Mas, muito além do ofício de educar, ela tem a missão
de entreter. Alda, que tem seu nome ligado a movimentos culturais em Charqueadas,
como a organização da Feira do Livro, Festival Estudantil de
Teatro e por alguns anos foi presidente do Conselho Municipal de Cultura,
não trabalha apenas atrás das cortinas do teatro, mas também
como personagem principal.
Aos 48 anos, formada em letras e em teatro, Alda já conquistou os palcos
da Capital. Há mais de três anos, participa da peça “Como
enlouquecer sua alma gêmea”, que faz parte da programação
do festival Porto Verão Alegre. Em entrevista exclusiva para o jornal
Portal de Notícias ela fala sobre sua carreira, da questão cultural
na região e sobre os planos para o futuro.
vivianebueno.portal@terra.com.br
Entrevista
“Acredito que, apesar dos poucos investimentos em artes no município, muita gente consegue se destacar em todas as áreas artísticas por pura insistência”
PN -
Trabalhas como atriz há quanto tempo? O que te inspira a interpretar?
Alda - O meu primeiro trabalho como atriz foi em 1998, quando
fui convidada para fazer parte do elenco de “A revolta dos perus”,
um espetáculo infantil, dirigido por Paulo Romera. A vida me inspira.
As pessoas, o jeito como lidam com seus problemas, com seus conflitos, com
os outros. Cada pessoa é uma personagem diferente que pode ser recriada
pela nossa imaginação.
PN - Na área teatral, quantos trabalhos já
fizeste?
Alda - Como atriz, atuei em “A revolta dos perus”
(1998), “Doce vampiro” (2000), “Qorpo Santo” (2005),
“Como enlouquecer sua alma gêmea” (2009/10/11), “O
espanta diabo” (2009), “Das saborosas aventuras de Dom Quixote
de La Mancha e seu fiel escudeiro Sancho Pança” (2009), “Coisas
e Loisas” (2009) e “Fiapos de Memória” (2010), além
de diversos espetáculos criados para empresas e escolas. Além
disso, dirigi também vários espetáculos com alunos nas
escolas nas quais trabalhei. “A jornada de um imbecil até o seu
entendimento” (2001), “O médico a força” (2002),
“A jornada.. (2003), “Três porquinhos em Porco Alegre”
(2003),” A revolta dos perus” (2003).
PN -
Há quanto tempo estás em cartaz com a peça “Como
enlouquecer sua alma gêmea”, que faz parte da programação
do Porto Verão Alegre?
Alda - 2012 será o quarto ano de participação.
PN -
Fale um pouco mais sobre o contexto que a peça abrange e sobre o elenco:
Alda - “Como enlouquecer sua alma gêmea”
é uma comédia escrita por Pedro Delgado que também protagoniza
o espetáculo. A peça, dirigida por Paulo Romera, mostra os conflitos
de Paulo e Valquíria, um casal de noivos que costuma separar-se na
noite da véspera do dia 21 de dezembro, quando o verão se anuncia.

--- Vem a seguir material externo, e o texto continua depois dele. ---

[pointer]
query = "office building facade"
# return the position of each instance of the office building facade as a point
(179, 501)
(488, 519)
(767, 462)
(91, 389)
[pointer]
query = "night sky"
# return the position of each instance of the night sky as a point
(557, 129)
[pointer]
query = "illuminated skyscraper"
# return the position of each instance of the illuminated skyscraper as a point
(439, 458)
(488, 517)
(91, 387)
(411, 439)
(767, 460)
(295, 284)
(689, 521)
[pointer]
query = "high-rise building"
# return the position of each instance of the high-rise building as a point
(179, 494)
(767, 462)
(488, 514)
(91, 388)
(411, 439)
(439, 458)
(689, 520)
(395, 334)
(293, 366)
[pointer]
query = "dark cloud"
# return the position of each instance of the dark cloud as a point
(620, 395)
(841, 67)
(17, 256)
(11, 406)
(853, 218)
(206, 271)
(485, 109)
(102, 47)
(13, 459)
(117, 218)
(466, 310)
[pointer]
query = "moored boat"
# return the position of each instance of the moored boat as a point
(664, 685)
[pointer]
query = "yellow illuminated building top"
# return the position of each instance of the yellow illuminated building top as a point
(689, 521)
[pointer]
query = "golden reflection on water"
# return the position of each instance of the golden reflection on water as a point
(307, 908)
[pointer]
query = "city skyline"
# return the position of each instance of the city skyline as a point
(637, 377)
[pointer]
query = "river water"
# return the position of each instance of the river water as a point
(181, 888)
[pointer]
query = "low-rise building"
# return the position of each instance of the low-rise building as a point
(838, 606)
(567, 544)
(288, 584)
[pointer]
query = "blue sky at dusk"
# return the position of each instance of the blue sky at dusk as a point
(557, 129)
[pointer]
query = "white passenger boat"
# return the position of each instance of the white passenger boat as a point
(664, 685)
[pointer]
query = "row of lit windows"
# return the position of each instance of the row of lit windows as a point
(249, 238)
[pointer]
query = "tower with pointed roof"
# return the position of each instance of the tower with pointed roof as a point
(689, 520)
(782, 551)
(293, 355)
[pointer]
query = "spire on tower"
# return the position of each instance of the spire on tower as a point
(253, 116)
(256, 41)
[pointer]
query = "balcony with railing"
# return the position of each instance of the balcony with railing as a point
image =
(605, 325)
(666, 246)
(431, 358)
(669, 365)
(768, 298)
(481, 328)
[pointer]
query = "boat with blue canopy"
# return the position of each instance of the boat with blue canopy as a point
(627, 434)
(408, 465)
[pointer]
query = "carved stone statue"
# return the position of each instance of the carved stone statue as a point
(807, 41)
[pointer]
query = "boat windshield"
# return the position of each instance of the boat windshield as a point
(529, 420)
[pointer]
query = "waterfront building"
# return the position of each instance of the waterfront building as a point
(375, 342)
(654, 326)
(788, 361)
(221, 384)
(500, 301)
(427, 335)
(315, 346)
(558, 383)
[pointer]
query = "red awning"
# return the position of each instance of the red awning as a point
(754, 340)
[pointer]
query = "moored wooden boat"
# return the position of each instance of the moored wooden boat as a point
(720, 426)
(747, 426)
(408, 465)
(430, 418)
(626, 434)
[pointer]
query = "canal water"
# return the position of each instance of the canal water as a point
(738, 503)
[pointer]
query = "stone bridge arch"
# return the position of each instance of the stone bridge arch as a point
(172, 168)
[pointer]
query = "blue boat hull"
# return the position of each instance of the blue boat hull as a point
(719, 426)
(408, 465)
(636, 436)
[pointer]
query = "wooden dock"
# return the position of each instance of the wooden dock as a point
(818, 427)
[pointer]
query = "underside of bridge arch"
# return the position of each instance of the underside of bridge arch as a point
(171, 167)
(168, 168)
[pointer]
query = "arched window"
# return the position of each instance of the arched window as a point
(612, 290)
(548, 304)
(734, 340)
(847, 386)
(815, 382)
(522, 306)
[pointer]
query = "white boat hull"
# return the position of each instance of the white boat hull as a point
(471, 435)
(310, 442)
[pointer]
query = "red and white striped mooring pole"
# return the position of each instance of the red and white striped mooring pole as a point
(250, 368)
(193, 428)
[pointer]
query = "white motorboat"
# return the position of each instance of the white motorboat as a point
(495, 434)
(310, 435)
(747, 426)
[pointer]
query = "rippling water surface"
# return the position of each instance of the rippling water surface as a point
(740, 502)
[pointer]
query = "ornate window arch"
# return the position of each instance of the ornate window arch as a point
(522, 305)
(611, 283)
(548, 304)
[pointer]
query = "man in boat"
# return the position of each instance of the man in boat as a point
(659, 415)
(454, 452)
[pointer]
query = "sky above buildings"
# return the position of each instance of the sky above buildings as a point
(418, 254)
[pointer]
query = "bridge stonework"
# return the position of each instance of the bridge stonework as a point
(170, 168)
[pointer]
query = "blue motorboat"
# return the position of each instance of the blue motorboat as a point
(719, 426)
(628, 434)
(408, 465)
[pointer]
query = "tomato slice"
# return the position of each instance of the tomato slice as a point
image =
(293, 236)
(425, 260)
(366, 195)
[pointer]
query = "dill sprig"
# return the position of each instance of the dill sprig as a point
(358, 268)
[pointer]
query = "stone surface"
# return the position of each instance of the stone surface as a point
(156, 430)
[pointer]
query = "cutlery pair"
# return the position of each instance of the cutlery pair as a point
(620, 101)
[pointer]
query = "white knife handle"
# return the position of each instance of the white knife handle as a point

De um lado está ele, um homem cansado do relacionamento que se prepara
para curtir o verão numa boa. Do outro lado está ela tentando,
desesperadamente, salvar a relação. As ações são
tão surpreendentes que em muitos momentos chegam beirar o absurdo.
PN - Ter uma atriz da região, e especialmente de Charqueadas, é sinônimo de que aqui são produzidos talentos. Qual sua opinião sobre isso? Encontraste dificuldades para atuar por ser do interior do Estado?

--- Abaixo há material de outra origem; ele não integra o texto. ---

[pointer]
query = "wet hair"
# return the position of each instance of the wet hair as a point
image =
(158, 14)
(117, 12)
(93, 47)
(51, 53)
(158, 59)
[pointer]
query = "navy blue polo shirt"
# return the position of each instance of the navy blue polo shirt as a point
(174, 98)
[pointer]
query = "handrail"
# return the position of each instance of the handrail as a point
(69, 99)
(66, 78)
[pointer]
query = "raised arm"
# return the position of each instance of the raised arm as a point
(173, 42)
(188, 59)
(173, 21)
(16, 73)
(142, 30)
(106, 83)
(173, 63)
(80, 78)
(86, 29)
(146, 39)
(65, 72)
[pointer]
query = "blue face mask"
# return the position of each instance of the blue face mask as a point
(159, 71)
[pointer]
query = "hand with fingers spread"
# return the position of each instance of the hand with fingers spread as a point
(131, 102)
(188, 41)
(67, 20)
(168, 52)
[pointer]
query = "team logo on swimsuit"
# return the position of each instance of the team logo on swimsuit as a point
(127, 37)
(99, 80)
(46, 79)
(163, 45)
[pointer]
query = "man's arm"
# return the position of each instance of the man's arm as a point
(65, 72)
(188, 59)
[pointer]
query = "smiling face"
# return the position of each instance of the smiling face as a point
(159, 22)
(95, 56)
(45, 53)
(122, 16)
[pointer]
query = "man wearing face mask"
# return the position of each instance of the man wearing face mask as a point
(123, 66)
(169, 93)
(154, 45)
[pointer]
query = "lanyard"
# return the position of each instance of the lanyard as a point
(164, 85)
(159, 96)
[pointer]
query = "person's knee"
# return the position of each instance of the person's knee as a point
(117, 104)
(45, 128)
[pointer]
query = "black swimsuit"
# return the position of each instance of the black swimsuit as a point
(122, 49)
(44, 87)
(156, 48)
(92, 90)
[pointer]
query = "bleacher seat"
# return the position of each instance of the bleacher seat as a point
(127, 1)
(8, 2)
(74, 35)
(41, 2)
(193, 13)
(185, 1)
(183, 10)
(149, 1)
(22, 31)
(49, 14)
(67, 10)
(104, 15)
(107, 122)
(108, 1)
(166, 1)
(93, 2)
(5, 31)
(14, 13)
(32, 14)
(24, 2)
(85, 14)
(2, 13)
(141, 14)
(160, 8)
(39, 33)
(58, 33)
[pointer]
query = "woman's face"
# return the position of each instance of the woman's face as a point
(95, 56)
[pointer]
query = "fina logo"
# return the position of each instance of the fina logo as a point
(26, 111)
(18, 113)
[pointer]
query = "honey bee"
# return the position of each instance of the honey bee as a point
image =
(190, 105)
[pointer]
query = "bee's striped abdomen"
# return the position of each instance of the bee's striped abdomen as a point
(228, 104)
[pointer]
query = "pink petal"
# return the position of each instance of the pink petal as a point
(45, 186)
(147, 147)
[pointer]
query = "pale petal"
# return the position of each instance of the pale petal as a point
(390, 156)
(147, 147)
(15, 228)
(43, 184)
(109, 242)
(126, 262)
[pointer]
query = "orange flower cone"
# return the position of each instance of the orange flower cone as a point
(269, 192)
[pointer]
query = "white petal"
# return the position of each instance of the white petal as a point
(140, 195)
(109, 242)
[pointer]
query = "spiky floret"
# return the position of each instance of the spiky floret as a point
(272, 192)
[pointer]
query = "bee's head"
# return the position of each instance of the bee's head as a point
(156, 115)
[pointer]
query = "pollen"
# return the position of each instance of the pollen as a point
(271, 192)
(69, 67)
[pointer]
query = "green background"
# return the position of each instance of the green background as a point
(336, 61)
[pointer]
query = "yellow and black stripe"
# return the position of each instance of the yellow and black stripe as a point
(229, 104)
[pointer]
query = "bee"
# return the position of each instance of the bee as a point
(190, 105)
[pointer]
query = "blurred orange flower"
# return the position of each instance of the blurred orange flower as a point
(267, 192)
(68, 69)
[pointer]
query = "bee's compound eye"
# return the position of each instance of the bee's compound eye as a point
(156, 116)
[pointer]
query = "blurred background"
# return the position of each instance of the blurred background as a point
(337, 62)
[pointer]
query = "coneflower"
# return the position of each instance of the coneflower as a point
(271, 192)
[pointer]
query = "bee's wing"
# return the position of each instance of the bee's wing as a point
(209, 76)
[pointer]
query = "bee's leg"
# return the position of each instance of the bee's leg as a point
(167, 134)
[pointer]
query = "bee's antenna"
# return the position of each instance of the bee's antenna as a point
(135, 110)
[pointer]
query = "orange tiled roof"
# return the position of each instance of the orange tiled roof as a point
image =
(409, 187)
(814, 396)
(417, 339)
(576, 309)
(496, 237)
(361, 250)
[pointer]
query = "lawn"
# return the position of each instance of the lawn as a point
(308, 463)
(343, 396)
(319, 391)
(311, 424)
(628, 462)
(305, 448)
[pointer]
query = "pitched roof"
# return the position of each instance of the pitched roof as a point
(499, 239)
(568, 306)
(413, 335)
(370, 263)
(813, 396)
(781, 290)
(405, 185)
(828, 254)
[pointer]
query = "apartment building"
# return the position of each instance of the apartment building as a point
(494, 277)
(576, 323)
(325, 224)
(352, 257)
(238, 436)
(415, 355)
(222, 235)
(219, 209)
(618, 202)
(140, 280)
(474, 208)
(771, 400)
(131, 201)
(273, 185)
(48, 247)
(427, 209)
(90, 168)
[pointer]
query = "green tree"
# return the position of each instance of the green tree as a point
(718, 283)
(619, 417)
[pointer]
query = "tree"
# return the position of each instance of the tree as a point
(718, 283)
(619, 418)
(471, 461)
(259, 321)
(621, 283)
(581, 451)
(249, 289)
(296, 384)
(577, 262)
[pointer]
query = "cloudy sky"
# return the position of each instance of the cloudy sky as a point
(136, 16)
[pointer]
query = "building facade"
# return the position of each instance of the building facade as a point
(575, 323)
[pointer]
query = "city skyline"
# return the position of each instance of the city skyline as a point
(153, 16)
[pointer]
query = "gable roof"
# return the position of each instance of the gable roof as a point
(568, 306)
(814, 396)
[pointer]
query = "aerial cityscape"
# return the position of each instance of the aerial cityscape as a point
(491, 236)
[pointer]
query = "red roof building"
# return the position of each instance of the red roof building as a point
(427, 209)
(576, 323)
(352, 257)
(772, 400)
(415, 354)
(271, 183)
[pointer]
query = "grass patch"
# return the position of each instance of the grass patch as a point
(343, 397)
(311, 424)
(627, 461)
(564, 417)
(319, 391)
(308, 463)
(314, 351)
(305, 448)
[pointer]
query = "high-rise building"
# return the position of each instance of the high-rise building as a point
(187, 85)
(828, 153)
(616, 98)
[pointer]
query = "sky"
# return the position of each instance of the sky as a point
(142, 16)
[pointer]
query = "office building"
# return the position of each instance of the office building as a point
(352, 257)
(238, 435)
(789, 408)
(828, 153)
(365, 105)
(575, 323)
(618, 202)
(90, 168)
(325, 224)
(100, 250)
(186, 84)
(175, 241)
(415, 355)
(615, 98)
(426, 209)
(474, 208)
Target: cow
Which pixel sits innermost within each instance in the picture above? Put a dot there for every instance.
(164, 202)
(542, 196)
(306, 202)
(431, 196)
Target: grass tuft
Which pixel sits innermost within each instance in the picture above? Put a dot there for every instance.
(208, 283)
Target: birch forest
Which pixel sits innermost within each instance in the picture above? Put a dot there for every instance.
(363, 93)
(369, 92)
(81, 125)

Alda - Acredito que, apesar dos poucos investimentos em artes no município, muita gente consegue se destacar em todas as áreas artísticas por pura insistência. No teatro não é diferente. Temos vários talentos em Charqueadas que batalham para receber aquilo que mais nos enaltece que é o reconhecimento do público que nos prestigia. Dificilmente consegue-se viver de teatro no interior. Assim como eu, muitos outros atores e atrizes que conheço possuem uma profissão específica e o teatro surge como uma grande realização pessoal. Com relação a atuar em Porto Alegre creio que depende de inúmeros fatores. Especificamente no meu caso, tenho o maior prazer de estar trabalhando com um parceiro e amigo, Pedro Delgado, ator, diretor e dramaturgo, que me convidou para substituir a atriz com a qual já contracenava. Não posso dizer então que foi difícil. Foi, sim, e ainda está sendo, um desafio. E dos grandes.
PN -
Participaste de vários movimentos culturais em Charqueadas. O que falta
no município para que a área da cultura tenha mais investimentos
e a própria valorização da população?
Alda - Acredito que Charqueadas precisa urgentemente de um
espaço legal para a prática de teatro. Antes disso, porém,
é extremamente necessário que haja por parte da municipalidade
um olhar sério para a cultura. Não como tem sido feito. O município
de Charqueadas investe hoje em três eventos por ano: carnaval, gincana
e rodeio. Às outras áreas, pouco é dado ou nada muitas
vezes. As administrações municipais nos têm negado, ao
longo dos anos, um direito constitucional, já que de acordo com a constituição
federal todos têm direito ao incentivo, ao exercício e à
valorização das manifestações culturais. Quanto
à valorização da população, gostaria de
fazer uma alusão a um conto dos irmãos Grimm, “O Flautista
de Hamelin”, mas não da forma como nos contam os alemães
ao hipnotizarem ratos e as crianças da cidade. Penso que música,
dança, teatro podem hipnotizar as pessoas, enfeitiçá-las
de uma maneira tão maluca que elas nunca mais conseguirão viver
sem arte. Acredito que é assim que se criam os públicos: oferecendo.
PN -
Para quem deseja assistir a peça que está em cartaz em Porto
Alegre, quais serão os dias das apresentações e como
se dá a vendo dos ingressos?
Alda - O espetáculo estará em cartaz somente
nos dias 3, 4 e 5 de fevereiro de 2012, no teatro de Câmara Túlio
Piva, na Rua da República, 575, Cidade Baixa, sempre às 21h.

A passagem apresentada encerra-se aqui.